Trescientos treinta
y siete.
A veces siento que estoy perdido justo en lo más hondo de la entraña de un
bosque, el más frondoso. Es media noche o falta muy poco o acaban de adentrarse
los latidos de las horas en la madrugada. No importa. En todo caso la oscuridad
todo lo preside. Una oscuridad que se acentúa, si tal es posible, porque las nubes
envuelven la cara oculta de la luna, porque el bosque es tan tupido que incluso
a plena luz solar todo es umbrío.
La pregunta podría ser muy simple, pero también podría dar para
varias páginas, no puedo saber cuántas. ¿Tiene sentido continuar escribiendo
novelas del modo en que se escribían? La pregunta sobrevuela la conciencia o el
debate de muchos escritores y críticos desde hace tantas décadas, que quizá la
respuesta es obvia: sí y no, no y sí. Depende.

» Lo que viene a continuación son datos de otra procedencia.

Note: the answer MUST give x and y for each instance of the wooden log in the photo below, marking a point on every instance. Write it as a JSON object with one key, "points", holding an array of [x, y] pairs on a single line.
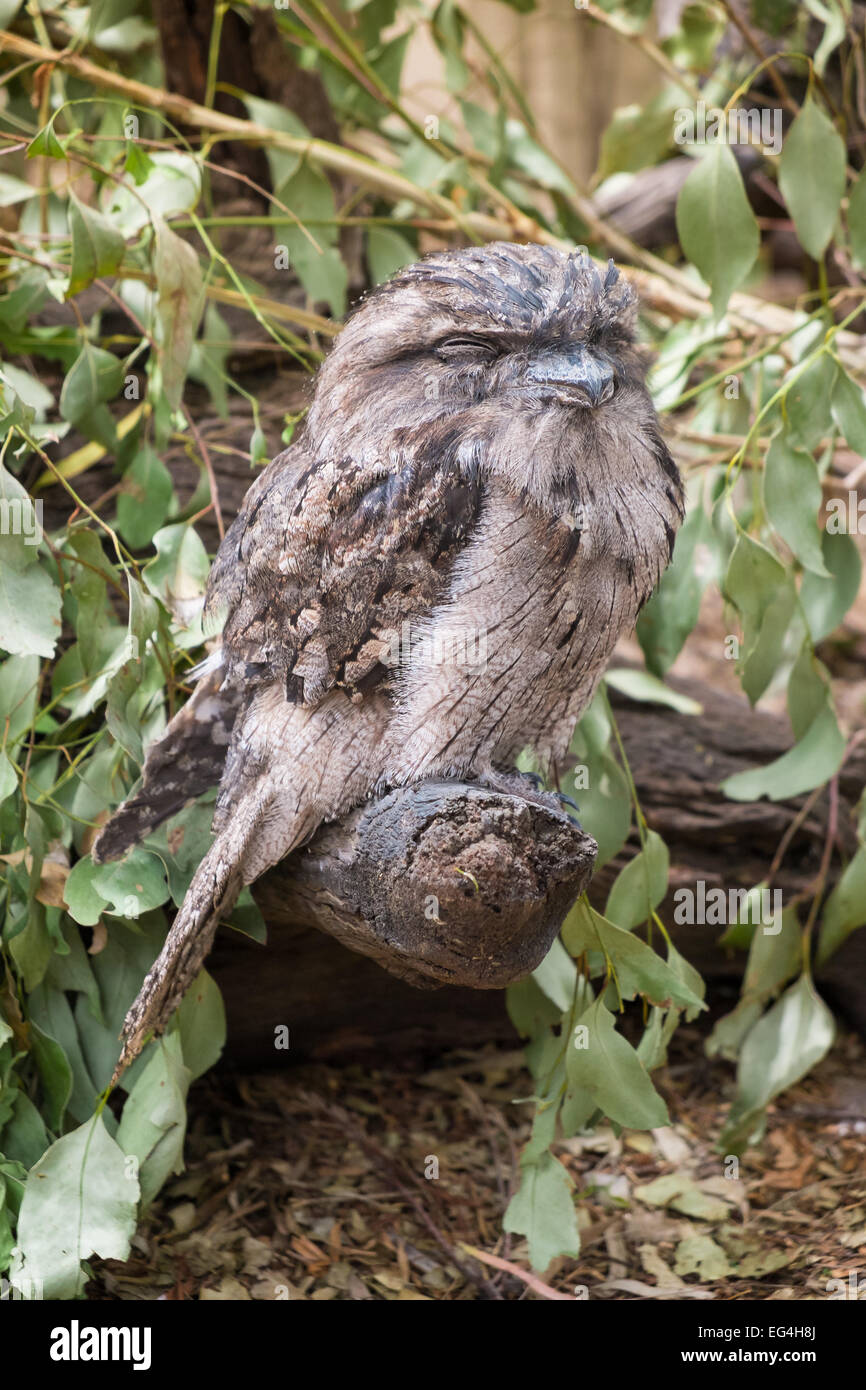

¿El lector lee lo que le dan, lo que le meten por los ojos, o
realmente escoge libremente?
La respuesta a esta pregunta es clave, porque si me decido por
la primera opción, queda abierta la posibilidad de que el autor (cualquier
autor) explore con tenacidad y con determinación, y casi imbuido del espíritu
aventurero, por nuevos derroteros, e intente renovar el género o, al menos,
proponer su apuesta de renovación.
Si la disyuntiva escogida, por el contrario, es la segunda, es
decir, el lector escoge con libertad, entonces nos adentramos en otra
discusión, cambia el debate, o planteado de otra manera, es necesario responder
a otra pregunta: ¿Debe el escritor escribir pensando en el lector, o se debe a
sí mismo?
La oscuridad densa me atrapa, a veces siento que estoy
emparedado, y ya no sólo es luz lo que me falta, también es aire para respirar.
Trescientos treinta
y ocho.
Creo que AO vuelve a tener razón cuando viene a decir en uno de sus "raudos" que
llega un momento en que el escritor debe abandonar la posición de investigador
o aprendiz de por dónde van los derroteros literarios, y debe plantearse muy en
serio qué camino debe escoger y elaborar sus propuestas en forma de libros.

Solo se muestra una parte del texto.